How a German-born scientist helped steal the Sabbath from Sydney's Christians.

For three long months in 1874, Sydney watched enthralled as the city's most prominent Darwinian " the German-born naturalist Johann "Gerard' Krefft " sat barricaded in his office in the Australian Museum. Krefft was facing trumped-up charges of drunkenness, faking attendance figures and allowing the sale of dirty postcards.

Krefft had arrived in Sydney in 1860 just months after Darwin's Origin of the Species had been published and was soon appointed head of the newly opened Australian Museum near Hyde Park.

Krefft had strong opinions. An internationally regarded scientist, he was an outspoken supporter of Charles Darwin's explosive theories, with whom he exchanged a long correspondence.

Krefft was finally crushed by a greedy Museum trustee who employed the services of two prize-fighters to break down the door and carry Krefft " still in his chair " out into the street. The reign of Sydney's top evolutionist had been brought to an inglorious end. But the Darwinians would win the real war.

Far from being a colonial backwater, by the 1870s Sydney was the bustling capital of a prosperous, booming colony. The wealth and pride of the 200,000 citizens would be fittingly celebrated at the 1879 International Exhibition, held at the purpose-built Garden Palace in the Botanical Gardens. The massive dome of the Palace " as large as St Paul's Cathedral, London " capped a stunning temple to the new gods of science and progress. It would dwarf the city until it mysteriously burned to ground three years later.

International trade brought new ideas and secularists, spiritualists and intellectual free thinkers emerged to challenge the credibility of Sydney's churches. Secular intellectual movements such as the Sunday Free Discussion Society rejected religion and promoted science as the only path to human happiness.
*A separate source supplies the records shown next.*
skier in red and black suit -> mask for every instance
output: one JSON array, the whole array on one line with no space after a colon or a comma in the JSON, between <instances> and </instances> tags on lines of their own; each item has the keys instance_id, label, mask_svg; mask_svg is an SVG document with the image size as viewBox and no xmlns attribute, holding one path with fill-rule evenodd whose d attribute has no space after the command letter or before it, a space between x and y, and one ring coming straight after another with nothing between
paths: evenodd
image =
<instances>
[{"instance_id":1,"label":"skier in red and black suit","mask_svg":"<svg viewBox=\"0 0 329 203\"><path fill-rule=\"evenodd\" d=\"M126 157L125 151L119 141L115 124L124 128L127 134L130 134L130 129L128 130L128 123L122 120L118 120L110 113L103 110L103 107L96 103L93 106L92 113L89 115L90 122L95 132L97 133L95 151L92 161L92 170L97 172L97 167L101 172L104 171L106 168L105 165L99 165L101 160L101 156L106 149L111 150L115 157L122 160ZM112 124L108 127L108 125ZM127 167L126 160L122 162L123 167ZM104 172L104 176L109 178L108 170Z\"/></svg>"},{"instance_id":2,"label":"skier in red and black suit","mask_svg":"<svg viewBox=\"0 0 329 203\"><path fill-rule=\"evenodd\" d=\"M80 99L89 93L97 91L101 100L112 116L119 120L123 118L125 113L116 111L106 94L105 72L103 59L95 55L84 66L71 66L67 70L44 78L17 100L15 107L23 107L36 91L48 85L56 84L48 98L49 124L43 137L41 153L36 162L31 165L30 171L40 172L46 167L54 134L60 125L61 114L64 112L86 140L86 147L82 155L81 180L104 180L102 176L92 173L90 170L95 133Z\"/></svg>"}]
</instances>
At free thought lectures, with controversial titles like "Bible Pap for Bible Suckling', the supposed "inconsistencies' in the Bible were exposed, the harshness of the Old Testament ridiculed and the doctrine of substitutionary atonement pilloried. Spiritualists added to the array of vocal opponents to biblical Christianity, challenging original sin and the existence of hell. In their place spiritualists advocated human progression to perfection.

Central to the attacks on the Bible was the growing influence of Darwinianism. Darwinianism was perceived as "disproving' the Fall, thereby calling into question the need for a Saviour. While many of the attacks were crude, they fuelled the growing level of anti-church sentiment. Among the more educated these new ideas promoted doubts and fuelled the arguments of secularists who wanted to break the church's monopoly over Sundays.

At the local level, Sydney Anglican ministers had the better of the contest. The real opponent was not the anti-clerical orators in public halls but the growing mass of respectable literature flooding into the colony from England and read by parishioners. Best-selling novels such as George Eliot's Middlemarch were designed to ridicule evangelical Christians.

The Sabbath
The Sabbath was increasingly used as a day of leisure rather than ritual observance.  The opening of the Australian Museum on Sundays to "educate' the masses about scientific advances was a key turning point. But it was also encouraged by the growing public transport infrastructure, including the running of trains and steamers on Sundays and the use of theatres by Darwinians like Krefft for secular lectures. These developments met with increasing opposition from clergy who were disturbed by the trend. Flaunting the Sabbath was a challenge to the Christian idea of society. While church opposition staved off any legislative changes, the existing laws were ignored and churches begrudgingly accepted the new social pattern.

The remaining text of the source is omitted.